With Agile Architects, a brand-new initiative is being developed that aims to permanently reimagine Enterprise Architecture. A story in which employees are given the chance to, more than ever, take on a genuine ambassador’s role. Tom Callant and Evert Deweer, respectively Lead Solution en Lead Enterprise Architect at Agile Architects, explain why.
Agile Architects is a young, growing company. That growth also implies expanding your team. What can people expect from a job at Agile Architects?
Tom Callant (Managing Partner, Lead Solution Architect): “It’s essential that our frame of reference isn’t limiting to the people we recruit. Everyone needs to get the opportunity to put forward their ideas and initiatives. Autonomy and being able and willing to take responsibility are things we set great store by. We don’t believe in micromanagement at all. We want to give our people the confidence they need to prove themselves, to push the envelope.”
Evert Deweer (Managing Partner, Lead Enterprise Architect): “That’s right. Autonomy and appreciation of our employees are priorities. Agile Architects wants to be more than just a working environment. We aim to be a tight-knit community. A community where peers can collaborate, debate, and exchange ideas. That way, we want to create and stimulate knowledge cooperation and sharing around Enterprise Architecture.”

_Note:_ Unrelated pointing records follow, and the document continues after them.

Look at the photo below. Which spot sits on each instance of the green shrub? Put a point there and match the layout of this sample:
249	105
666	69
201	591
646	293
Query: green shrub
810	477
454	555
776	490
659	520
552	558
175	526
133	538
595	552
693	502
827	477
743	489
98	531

“We are quite open-minded about how people want to fill their positions within Agile Architects. Our current team consists of several permanent staff, but also a number of freelancers. The latter is a very conscious choice. Enterprise Architecture is a very specific knowledge domain. Many experienced profiles in the matter have already chosen to be self-employed, so why don’t cooperate and use that experience and knowledge.”
Tom: “The nature of someone’s contract says nothing about the value they can contribute. We always seek out projects where we can add value, but, conversely, the project also needs to offer something to our people.”
Does your agile mindset call for a specific type of people?
Tom: “Agile implies you build up as small as possible a set of valuable functionalities, demonstrate those straightaway, and ask for feedback. That way, you’ll immediately know if you’re on the right track and are creating value for the customer. That does mean it’s important that our collaborators really apply that vision to the projects and assignments they carry through. Of course, that requires a sense of responsibility, some testing of boundaries, and taking initiative. We give our people a lot of leeway, and we hope they embrace the responsibility they get. Once again, we’re looking for people who make Agile Architects stronger, enrich our culture.”
Agile Architects is part of the Cronos Groep. Does that hold any added value for your collaborators?
Tom: “Starting up something within the Cronos Groep comes with the advantage that you have this whole network already set up. You can set out from a more reactive position. That’s a conscious choice, by the way. But our objective goes beyond that, obviously. We’ll only feel we’ve succeeded once Agile Architects is no longer viewed as one of the Cronos entities, but as a well-established firm for all things Enterprise Architecture. For that, our architects will have to operate as true ambassadors.”
Evert: “There is also another important advantage to being part of such a large and qualitative network that is the Cronos Group. We always strive to match our people with suitable assignments, of course as far as possible. But we are firmly convinced that Agile Architects not only offers added value to its clients, but also to its own team.”
How do you maintain your connection to the team?
Tom: “An increasing number of our clients have evolved to hybrid working. Which enables us to work with our people that way too. Of course, keeping that connection alive is crucial. We really want our people to know who they’re working for. That’s why we resolutely aim for in-house knowledge sharing activities. In practice, that means we get together with the whole team once every month. That’s when we exchange experiences, show presentations, have discussions, and what have you. Of course, we try to organize enough informal gatherings, too. Having fun is and always will be important.”